Published online by Cambridge University Press: 18 December 2014
I suppose I had the misfortune to get a run of bad masters.
Former slave migrant John Brown, 1855Andrew Crane, a starting sugar planter in southern Louisiana in the 1840s and 1850s, had a reputation for being a tough master. Part of the problem lay in his frugality. During his first few years as a cane producer Crane had difficulties enough simply keeping his business afloat, a predicament that encouraged him to drive his slaves as hard as possible and skimp on their material conditions to save on costs.
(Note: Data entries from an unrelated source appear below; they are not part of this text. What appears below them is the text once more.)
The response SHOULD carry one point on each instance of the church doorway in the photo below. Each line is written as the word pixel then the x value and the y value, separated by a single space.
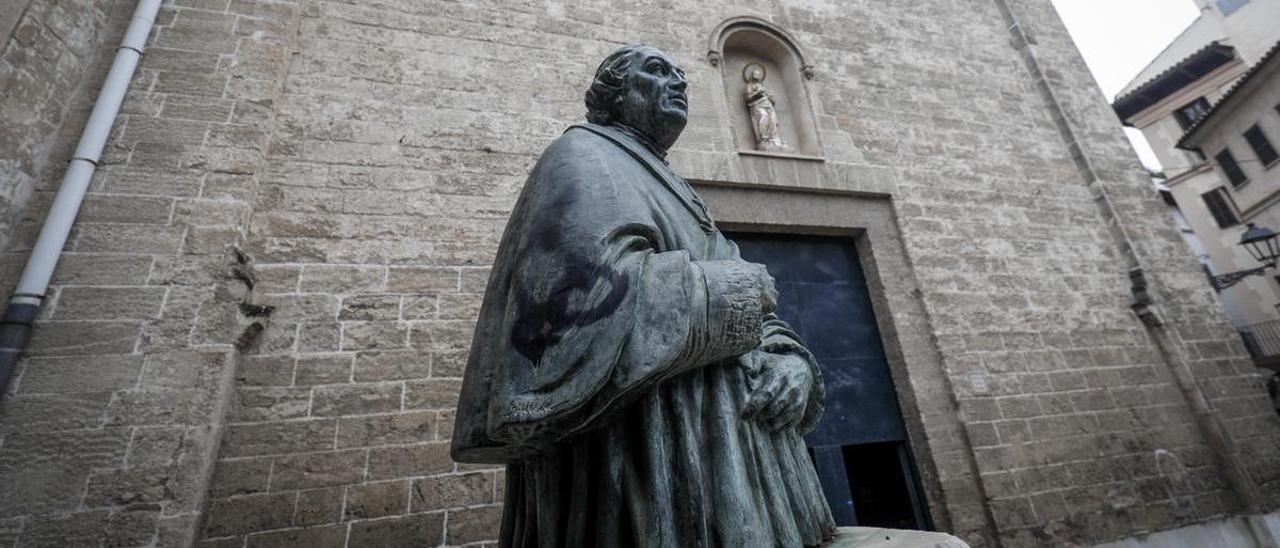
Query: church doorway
pixel 859 448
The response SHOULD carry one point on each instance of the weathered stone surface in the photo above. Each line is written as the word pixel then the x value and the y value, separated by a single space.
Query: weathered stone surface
pixel 408 163
pixel 407 461
pixel 356 398
pixel 312 470
pixel 415 530
pixel 452 492
pixel 376 499
pixel 892 538
pixel 250 514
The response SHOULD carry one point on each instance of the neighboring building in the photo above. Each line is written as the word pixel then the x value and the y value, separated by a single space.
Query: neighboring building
pixel 256 333
pixel 1240 133
pixel 1189 103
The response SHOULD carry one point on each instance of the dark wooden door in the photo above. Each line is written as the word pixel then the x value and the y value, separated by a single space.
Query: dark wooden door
pixel 859 447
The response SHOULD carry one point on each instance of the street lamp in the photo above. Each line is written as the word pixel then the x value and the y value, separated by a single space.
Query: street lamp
pixel 1261 243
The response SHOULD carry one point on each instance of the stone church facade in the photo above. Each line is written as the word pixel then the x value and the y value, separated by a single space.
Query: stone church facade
pixel 257 329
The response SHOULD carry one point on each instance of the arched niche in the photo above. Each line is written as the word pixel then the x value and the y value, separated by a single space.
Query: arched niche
pixel 745 40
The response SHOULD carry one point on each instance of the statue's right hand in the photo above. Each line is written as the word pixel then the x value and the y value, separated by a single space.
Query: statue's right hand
pixel 768 291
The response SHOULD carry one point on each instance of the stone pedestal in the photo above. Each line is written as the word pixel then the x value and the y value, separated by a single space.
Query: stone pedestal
pixel 892 538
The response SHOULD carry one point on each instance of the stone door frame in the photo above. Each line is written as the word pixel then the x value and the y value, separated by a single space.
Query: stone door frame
pixel 944 456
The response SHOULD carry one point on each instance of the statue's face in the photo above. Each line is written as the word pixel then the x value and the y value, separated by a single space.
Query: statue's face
pixel 656 103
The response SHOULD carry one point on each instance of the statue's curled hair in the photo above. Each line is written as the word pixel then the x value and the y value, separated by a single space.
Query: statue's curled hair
pixel 609 86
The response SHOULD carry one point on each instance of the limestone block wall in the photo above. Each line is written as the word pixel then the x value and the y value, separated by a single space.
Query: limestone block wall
pixel 50 65
pixel 112 423
pixel 277 273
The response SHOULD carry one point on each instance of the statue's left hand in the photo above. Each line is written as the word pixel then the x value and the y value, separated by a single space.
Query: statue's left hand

Indeed, he embarked on his new career in 1849 with only nine slaves, the bare minimum for a crop that was extremely intensive in both labor and capital, and thus usually produced on a far more vast scale. To augment his labor force, Crane secured the necessary credit to gradually purchase more slaves over time, and he also regularly hired local slaves from his neighbors, but his management style remained unchanged and made him deeply unpopular with the bondspeople who toiled under his watch. Whether they were owned or hired by him, records reveal that the slaves who worked for Crane despised him. Runaways were frequent. In 1851 alone, two newly purchased slaves fled, burdening him not only with the loss of their labor but also the costs for newspaper advertisements and jail fees for their recovery. Crane’s reputation as a harsh master even irritated some of his peers, especially those who were in the habit of hiring out their slaves to him. E. Herbert, who regularly hired out his slaves to Crane during the fall and winter months, wrote to his fellow slaveholder in 1858: “[My girl Emma] complains mightily about your feeding, if it is so my girl shall not pass the grinding season at your house. As for the rest of my boys, I have already hired them at Mrs. Heidi Nichols. I was to hire them to you, but they told me they would go anywhere before they would to you.…I hired them according to their wishes.”